みんな使えるIT/Web用語辞典
1,000語収録(ミンウェブ辞書)

更新:2020年6月29日

えーびーてすと

ABテスト / エー・ビーテスト

Webサイトのデザインなどを複数用意し、どちらが高い効果を得られるか検証する手法

POINTABテスト / エー・ビーテストとは

A/Bテスト(エー・ビーテスト)とは「Webページの一部のデザイン」や「ページ自体」が異なるものを複数パターン用意し、どちらのパターンがより高い効果を得られるかを比較検討する手法のことです。

テストしたい箇所の配置や表現を変えて「どちらの方がより多くクリックされるのか」といったことを検証し、より効果の高いパターンを見つけてページの最適化を図ります。

A/Bテストは費用を抑えて成果を増やすことができる

A/Bテストは無料で使えるツールがあるので、比較的費用をかけず成果数を増やすことが可能です。例えば「問い合わせ」を成果(CV)としているサイトで訪問者数が1万人の場合、A/BテストをおこなってCVR(成果率)が0.5%から1%に上がれば、問い合わせ件数は50件から100件に増えます。

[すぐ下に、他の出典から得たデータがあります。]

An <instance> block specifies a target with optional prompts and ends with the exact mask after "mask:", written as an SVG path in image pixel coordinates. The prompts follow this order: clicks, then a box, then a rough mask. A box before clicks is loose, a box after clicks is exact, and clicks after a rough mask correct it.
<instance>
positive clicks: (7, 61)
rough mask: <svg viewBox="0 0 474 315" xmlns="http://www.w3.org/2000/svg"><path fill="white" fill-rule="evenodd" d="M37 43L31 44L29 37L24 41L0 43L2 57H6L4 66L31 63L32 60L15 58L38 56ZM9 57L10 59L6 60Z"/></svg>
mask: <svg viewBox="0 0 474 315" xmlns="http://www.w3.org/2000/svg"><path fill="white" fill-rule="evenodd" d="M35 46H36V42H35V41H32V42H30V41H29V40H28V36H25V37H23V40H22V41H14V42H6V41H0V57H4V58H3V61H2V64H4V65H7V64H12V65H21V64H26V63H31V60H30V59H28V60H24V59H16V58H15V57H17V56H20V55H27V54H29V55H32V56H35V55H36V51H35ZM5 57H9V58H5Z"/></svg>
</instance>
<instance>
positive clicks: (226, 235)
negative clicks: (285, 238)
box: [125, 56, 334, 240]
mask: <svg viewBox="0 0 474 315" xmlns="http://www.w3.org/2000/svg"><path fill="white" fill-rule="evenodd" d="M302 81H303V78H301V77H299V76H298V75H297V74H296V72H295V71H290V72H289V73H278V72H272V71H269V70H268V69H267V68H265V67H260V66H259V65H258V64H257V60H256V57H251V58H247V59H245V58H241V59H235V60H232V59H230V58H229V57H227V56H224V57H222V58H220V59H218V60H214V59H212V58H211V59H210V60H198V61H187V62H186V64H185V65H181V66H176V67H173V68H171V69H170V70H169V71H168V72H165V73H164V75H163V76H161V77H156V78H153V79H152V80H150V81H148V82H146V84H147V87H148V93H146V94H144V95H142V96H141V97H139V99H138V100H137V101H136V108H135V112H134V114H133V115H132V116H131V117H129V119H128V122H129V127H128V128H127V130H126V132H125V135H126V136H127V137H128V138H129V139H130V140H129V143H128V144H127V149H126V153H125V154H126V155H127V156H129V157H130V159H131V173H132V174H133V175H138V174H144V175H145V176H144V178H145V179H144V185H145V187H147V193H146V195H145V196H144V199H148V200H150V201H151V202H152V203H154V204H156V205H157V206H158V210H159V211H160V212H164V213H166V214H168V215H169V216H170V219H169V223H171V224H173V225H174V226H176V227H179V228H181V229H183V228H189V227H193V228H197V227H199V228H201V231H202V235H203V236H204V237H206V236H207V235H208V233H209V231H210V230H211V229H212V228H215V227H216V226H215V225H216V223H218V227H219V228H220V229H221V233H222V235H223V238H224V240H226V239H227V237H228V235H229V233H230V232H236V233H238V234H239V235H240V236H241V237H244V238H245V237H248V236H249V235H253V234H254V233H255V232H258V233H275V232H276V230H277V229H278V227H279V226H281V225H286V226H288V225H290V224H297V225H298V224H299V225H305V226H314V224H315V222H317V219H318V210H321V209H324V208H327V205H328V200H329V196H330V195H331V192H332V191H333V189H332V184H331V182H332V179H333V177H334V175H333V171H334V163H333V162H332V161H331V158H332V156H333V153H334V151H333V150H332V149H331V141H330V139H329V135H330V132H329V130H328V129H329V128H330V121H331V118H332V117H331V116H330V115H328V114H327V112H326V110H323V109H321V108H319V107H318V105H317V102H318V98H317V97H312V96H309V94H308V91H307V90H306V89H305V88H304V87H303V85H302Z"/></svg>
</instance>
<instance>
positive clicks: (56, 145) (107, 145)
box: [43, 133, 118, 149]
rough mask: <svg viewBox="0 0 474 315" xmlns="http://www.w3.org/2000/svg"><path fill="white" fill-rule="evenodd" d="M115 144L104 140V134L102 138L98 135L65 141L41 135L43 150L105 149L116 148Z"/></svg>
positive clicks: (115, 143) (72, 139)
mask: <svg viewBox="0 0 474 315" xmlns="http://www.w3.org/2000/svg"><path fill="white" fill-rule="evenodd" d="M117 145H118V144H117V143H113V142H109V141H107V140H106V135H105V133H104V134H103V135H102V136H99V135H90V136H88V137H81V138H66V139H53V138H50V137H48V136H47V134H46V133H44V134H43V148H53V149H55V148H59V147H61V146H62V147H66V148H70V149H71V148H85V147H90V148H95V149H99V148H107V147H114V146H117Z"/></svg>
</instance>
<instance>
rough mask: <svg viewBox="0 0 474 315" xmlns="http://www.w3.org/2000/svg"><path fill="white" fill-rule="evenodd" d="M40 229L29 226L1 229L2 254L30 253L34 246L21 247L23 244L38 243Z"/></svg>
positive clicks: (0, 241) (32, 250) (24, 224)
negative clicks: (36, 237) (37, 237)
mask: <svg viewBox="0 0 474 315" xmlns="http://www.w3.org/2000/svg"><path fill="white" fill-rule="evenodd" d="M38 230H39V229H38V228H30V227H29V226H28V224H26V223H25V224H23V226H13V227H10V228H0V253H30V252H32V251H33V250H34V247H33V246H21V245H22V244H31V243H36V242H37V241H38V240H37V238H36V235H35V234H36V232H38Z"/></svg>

訪問者数を増やすことで成果数を増やすことも可能ですが、訪問者を増やすには広告を出稿したりSEO対策をおこなうなど費用や期間がかかることが多いです。

A/Bテストの注意点

①テスト実施中に問い合わせや売上が減る可能性がある
A/Bテストは複数のパターンを訪問者に見せることになり、最適ではないデザインを表示してしまうことがあるため、A/Bテストを実施している間は、問い合わせや売上が減る可能性があります。

②A/Bテストは同一期間でおこなう
異なる期間でA/Bテストをおこなってしまうと、時期的要因によって効果が出たのかデザインの変更によって効果が出たのか判断ができなくなるため、A/Bテストは同一期間でおこなう必要があります。

③複数の条件を変更してはいけない
複数の条件を変更してA/Bテストをおこなうと、何がプラスに働いたのか正確に分析することができなくなります。異なる要素を比較する場合は、1つずつテストをする必要があります。

A/Bテストに使えるツール

A/Bテストに使えるツールはたくさんありますが、ここでは無料で使えるものと費用がかかるものを1つずつ紹介します。

・Googleオプティマイズ
Googleが提供しているウェブテストツールです。導入から利用まで全て無料で、有料プランもありますが、基本的には無料プランで十分にA/Bテストをおこなうことができます。一度導入してしまえば、管理画面上から複数のテストを作成したり実行したりすることができるようになるため、A/Bテストにかかる工数を削減することができます。

・Optimizely
世界シェアNo.1のABテストツールで、操作が簡単で、様々な外部ツールと連携が可能です。HTMLやCSSの知識がなくてもテストデザインを作ることができるエディタが搭載されており、30日間無料トライアルプランもあるので、気軽に試すことができるのが特徴です。

ABテスト / エー・ビーテストの使用例

「2つの画像配置パターンをA/Bテストして効果の高かった方を採用しよう」

A/Bテストで効果の高いパターンを見つけることで、成果を高めることが可能です。

「訪問数の多いページでA/Bテストを実施しよう」

A/Bテストは訪問者が多いページでおこなった方が、改善された時に成果が大きくなるため訪問者数の多いページでおこなうと良いでしょう。

ABテスト / エー・ビーテストに関係した気になる話題

複数の要素を同時に検証できる多変量テスト

A/Bテスト以外にも、Webページや広告の効果を改善するために実施される多変量テストというものがあります。多変量テストは、変更する要素を1つに絞るA/Bテストに対して、複数の要素を変更して一度に検証することができるテストです。

ただし一度に変更する要素の数が多すぎると、テストをおこなう組み合わせが膨大な量になります。そのため、訪問者数が少ないページでは、正確なデータを得ることができない恐れがあります。